Isoelectronic perturbations to f-d-electron hybridization and the enhancement of hidden order in URu2Si2

Abstract

Electrical resistivity measurements were performed on single crystals of URu2-xOsxSi2 up to x = 0.28 under hydrostatic pressure up to P = 2 GPa. As the Os concentration, x , is increased, (1) the lattice expands, creating an effective negative chemical pressure Pch(x), (2) the hidden order (HO) phase is enhanced and the system is driven toward a large-moment antiferromagnetic (LMAFM) phase, and (3) less external pressure Pc is required to induce the HO to LMAFM phase transition. We compare the T(x), T(P) phase behavior reported here for the URu2-xOsxSi2 system with previous reports of enhanced HO in URu2Si2 upon tuning with P, or similarly in URu2-xFexSi2 upon tuning with positive Pch(x).
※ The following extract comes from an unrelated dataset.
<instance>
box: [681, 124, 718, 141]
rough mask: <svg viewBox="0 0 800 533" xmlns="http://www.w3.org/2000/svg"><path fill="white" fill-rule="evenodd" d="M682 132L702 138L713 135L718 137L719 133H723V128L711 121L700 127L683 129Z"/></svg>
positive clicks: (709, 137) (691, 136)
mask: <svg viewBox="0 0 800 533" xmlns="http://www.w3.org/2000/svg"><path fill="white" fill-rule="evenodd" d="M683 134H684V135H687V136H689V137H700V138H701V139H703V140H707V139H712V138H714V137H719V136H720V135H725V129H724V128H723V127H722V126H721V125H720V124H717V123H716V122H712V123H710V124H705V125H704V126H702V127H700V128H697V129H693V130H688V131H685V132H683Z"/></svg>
It is noted that pressure, Fe substitution, and Os substitution are the only known perturbations that enhance the HO phase and induce the first order transition to the LMAFM phase in URu2Si2. We present a scenario in which the application of pressure or the isoelectronic substitution of Fe and Os ions for Ru results in an increase in the hybridization of the U-5f- and transition metal d-electron states which leads to electronic instability in the paramagnetic phase and a concurrent stability of HO (and LMAFM) in URu2Si2. Calculations in the tight binding approximation are included to determine the strength of hybridization between the U-5f electrons and each of the isoelectronic transition metal d-electron states of Fe, Ru, and Os.